NO3 ----------------> NO2 ----------------> N2 denitrification
The overall reactions of denitrification shown above proceed through the formation of nitrous oxide (N2O). A recent article by Wunsch an Zumft in Journal of Bacteriology, vol. 187 (2005), sheds new light on the process of denitrification. N2O is a bacterial metabolite in the REVERSAL of Nitrogen fixation. The anthropogenic atmospheric increase of N2O is a cause for concern, as noted above (as a greenhouse gas, N2O has 300 times the heat absorbing capacity as CO2). Denitrifying bacteria respire using N2O as an electron acceptor yielding N2 and the thereby provide a sink for N2O. This article provides new insight into this process by identifying a membrane-bound protein in denitrifying bacteria called NosR, that is necessary for the expression of N2O reductase from the nosZ gene.
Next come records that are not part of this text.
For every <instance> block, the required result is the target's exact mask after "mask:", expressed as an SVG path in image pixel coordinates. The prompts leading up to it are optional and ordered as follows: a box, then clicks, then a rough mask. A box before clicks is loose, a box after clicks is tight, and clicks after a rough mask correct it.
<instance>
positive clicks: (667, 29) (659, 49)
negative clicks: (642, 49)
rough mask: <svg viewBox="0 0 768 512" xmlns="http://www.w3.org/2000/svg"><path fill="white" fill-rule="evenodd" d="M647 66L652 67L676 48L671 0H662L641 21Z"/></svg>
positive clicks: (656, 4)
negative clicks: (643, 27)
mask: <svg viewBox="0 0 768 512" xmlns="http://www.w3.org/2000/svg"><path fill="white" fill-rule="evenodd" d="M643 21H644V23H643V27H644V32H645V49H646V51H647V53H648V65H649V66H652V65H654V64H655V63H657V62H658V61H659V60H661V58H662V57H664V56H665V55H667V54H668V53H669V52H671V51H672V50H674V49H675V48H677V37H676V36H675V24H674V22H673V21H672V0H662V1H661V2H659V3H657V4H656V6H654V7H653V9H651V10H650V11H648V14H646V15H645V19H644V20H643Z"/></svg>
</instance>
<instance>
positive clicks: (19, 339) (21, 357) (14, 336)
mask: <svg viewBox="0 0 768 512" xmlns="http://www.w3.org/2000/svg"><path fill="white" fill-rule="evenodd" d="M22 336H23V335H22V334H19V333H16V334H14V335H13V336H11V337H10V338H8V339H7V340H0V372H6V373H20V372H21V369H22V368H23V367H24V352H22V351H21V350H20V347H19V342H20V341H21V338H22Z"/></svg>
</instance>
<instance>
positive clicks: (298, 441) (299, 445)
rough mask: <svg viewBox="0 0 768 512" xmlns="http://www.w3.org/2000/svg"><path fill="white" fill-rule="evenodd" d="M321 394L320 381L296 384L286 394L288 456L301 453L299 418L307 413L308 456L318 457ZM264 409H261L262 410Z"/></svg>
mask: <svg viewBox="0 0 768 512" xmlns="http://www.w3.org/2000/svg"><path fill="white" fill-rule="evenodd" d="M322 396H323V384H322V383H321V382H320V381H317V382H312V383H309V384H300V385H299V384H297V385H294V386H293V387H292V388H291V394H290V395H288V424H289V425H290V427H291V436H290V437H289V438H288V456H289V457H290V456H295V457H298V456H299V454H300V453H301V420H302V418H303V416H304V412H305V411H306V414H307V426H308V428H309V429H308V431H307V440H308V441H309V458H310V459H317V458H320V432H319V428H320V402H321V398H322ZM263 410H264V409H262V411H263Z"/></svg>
The NosR protein has redox centers positioned on opposite sides of the cytoplasmic membrane, which allows it to sustain whole-cell N2O respiration by acting on N2O reductase.
Nitrification is a form of lithotrophic metabolism that is chemically the opposite of denitrification. Nitrifying bacteria such as Nitrosomonas utilize NH3 as an energy source, oxidizing it to NO2, while Nitrobacter will oxidize NO2 to NO3. Nitrifying bacteria generally occur in aquatic environments and their significance in soil fertility and the global nitrogen cycle is not well understood.
The Overall process of Nitrification
NH3 ----------------> NO2 (Nitrosomonas)
NO2 ----------------> NO3 (Nitrobacter)
A final important aspect of the nitrogen cycle that involves procaryotes, though not exclusively, is decomposition of nitrogen-containing compounds. Most organic nitrogen (in protein, for example) yields ammonia (NH3) during the process of deamination. Fungi are involved in decomposition, as well.
Plants, animals and protista, as well as the procaryotes, complete the nitrogen cycle during the uptake of the element for their own nutrition. Nitrogen assimilation is usually in the form of nitrate, an amino group, or ammonia.